The Splendid Splinter, Teddy Ballgame, The Kid--no matter the nickname, Ted Williams was one of the most accomplished hitters in baseball history. He was the last man to hit .400 in a single season, a nineteen-time All-Star, a two-time MVP and Triple Crown award winner, and an inductee into the National Baseball Hall of Fame in 1966 . . . all while serving his country in World War II and the Korean War. Far from a conventional biography, Facing Ted Williams aims to offer a different perspective with testimonials from teammates and opponents alike on how Williams was regarded among his peers. See Ted Williams through the eyes of pitchers struggling to put a fastball past his bat, the infielders and outfielders adjusting their positions in the hopes that they can fill the hole where a frozen rope might land, and the catchers as they strategize a Williams at-bat, pitch-by-pitch. Facing Ted Williams provides riveting insights from many baseball legends, including: Bob FellerMudcat GrantBobby RichardsonDon LarsenBob FriendAnd many more!Whether you're a Red Sox fanatic, a casual baseball fan, or perhaps just an admirer of the fabled war hero and slugger, this book is sure to be a fresh and compelling look at this classic baseball icon. Much like Williams himself, Facing Ted Williams is sure to be a home run for all walks of baseball fandom, so don't swing and miss!

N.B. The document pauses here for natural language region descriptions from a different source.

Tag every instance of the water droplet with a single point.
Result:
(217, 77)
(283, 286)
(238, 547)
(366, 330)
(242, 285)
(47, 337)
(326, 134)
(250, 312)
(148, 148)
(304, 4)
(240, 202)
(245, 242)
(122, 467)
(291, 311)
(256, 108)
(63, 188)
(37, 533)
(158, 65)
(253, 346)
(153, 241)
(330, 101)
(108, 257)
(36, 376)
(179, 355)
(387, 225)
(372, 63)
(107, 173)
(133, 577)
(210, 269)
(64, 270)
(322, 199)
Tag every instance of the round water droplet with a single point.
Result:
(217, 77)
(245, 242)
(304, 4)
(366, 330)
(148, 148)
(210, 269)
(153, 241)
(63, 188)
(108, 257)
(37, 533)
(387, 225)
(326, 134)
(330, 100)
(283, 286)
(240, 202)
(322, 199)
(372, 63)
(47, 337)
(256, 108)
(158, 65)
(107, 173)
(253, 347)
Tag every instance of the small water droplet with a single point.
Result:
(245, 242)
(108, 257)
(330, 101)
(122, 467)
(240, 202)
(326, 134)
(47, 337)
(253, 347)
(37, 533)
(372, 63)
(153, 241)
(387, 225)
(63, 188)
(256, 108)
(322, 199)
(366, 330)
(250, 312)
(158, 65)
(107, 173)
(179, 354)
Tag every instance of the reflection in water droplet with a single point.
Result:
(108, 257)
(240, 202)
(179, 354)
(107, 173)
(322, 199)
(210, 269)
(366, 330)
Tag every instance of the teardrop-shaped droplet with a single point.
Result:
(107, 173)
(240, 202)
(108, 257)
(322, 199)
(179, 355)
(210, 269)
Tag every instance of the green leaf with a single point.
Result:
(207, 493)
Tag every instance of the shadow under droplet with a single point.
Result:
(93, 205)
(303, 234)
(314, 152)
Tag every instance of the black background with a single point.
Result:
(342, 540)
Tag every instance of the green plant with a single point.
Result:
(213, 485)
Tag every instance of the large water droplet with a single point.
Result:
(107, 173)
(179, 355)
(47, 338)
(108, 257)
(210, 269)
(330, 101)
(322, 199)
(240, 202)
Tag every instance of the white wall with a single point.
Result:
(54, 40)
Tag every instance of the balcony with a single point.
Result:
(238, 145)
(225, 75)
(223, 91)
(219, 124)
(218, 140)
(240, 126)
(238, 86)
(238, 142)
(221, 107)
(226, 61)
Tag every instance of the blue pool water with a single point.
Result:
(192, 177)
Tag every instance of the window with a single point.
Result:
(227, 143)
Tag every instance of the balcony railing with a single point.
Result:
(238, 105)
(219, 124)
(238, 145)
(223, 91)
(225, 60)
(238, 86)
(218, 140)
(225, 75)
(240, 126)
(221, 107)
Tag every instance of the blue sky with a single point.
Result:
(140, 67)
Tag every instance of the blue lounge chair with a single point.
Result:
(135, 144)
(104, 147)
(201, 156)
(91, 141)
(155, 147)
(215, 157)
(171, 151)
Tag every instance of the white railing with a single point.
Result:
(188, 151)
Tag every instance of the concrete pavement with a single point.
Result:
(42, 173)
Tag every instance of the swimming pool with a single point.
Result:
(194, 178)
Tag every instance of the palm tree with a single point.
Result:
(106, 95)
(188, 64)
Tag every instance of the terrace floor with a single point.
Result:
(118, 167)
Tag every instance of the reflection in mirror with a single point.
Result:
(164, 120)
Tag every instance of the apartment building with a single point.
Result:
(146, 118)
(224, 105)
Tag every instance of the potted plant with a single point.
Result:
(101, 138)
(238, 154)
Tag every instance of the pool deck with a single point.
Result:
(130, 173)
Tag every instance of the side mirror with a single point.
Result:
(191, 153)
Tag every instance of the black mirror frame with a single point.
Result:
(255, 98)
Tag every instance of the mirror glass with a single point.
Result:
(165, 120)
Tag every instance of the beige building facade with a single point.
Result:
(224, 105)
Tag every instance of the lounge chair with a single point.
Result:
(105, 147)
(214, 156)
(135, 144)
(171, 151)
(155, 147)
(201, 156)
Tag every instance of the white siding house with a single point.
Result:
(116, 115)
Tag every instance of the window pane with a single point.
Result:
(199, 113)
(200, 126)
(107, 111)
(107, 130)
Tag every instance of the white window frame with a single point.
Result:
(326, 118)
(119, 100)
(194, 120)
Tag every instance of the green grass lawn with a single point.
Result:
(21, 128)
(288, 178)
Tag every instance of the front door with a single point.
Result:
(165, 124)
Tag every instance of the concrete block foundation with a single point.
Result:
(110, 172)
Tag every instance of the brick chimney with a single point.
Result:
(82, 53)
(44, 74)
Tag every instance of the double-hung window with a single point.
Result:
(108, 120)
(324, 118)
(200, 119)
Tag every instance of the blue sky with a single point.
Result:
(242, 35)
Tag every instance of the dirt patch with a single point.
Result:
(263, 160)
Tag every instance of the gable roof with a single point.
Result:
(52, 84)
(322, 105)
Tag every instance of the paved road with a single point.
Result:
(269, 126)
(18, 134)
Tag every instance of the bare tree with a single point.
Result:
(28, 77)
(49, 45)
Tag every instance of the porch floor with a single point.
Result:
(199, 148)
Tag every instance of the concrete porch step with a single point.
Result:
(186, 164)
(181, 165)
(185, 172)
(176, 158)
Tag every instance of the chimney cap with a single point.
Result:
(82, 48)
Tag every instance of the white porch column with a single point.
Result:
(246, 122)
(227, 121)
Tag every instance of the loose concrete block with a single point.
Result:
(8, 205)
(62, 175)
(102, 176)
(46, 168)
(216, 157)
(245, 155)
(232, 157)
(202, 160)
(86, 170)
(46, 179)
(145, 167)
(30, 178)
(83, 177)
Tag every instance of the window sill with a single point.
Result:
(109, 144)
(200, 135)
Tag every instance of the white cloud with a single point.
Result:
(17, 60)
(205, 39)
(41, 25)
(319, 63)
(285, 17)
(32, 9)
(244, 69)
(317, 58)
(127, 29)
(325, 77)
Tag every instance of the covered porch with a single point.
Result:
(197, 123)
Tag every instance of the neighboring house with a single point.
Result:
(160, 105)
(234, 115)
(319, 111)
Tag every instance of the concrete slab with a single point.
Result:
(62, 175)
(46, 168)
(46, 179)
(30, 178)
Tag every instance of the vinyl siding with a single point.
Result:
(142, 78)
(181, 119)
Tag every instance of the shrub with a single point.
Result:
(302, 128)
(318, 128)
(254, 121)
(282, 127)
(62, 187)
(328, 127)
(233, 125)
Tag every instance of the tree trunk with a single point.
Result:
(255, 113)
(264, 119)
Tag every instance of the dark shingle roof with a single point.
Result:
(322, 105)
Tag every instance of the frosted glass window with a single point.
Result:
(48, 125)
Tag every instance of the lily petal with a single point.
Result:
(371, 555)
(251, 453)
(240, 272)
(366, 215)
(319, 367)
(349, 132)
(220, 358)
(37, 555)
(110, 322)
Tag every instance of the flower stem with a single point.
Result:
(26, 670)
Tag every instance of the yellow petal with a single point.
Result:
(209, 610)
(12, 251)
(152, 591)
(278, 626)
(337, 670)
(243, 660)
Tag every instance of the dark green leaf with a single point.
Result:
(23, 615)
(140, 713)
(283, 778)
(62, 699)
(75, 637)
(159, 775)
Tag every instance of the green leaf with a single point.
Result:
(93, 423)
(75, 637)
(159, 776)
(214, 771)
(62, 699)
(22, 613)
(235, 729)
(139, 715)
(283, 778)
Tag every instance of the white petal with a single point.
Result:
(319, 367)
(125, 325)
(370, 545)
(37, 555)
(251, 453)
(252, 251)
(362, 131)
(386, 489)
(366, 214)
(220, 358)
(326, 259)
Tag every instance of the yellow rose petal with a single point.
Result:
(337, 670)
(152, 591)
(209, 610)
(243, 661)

Dave Heller spent six years as a freelance writer in Cincinnati, while also appearing in several newspapers ("Washington Post") and magazines. He recently spent five years as the lead editor at CBS SportsLine.com and is currently a sports web producer for the "Milwaukee Journal Sentinel" and a contributor at Seamheads.com. Wade Boggs is a former baseball player who spent eighteen years in the big leagues with the Boston Red Sox, New York Yankees, and Tampa Bay Devil Rays (now known as the Rays). On August 7, 1999, he became just the twenty-third player to record 3,000 hits for a career and the first to do so with a home run. He retired in 1999, finishing his career with 3,010 hits (currently twenty-sixth all-time), a .328 batting average (currently thirty-third all-time), and was elected into the National Baseball Hall of Fame in 2005. Bob Wolff is the longest-running sportscaster in television and radio history, now in his ninth decade behind the microphone. He is the only broadcaster in history to call the play-by-play championships of all four major pro sports, including Don Larsen's perfect game in the 1956 World Series. He's enshrined in the baseball and basketball halls of fame, the National Sportscasters and Sportswriters Hall of Fame, as well as numerous others. In 2009, the broadcast booth at Nationals Park in Washington was named in his honor.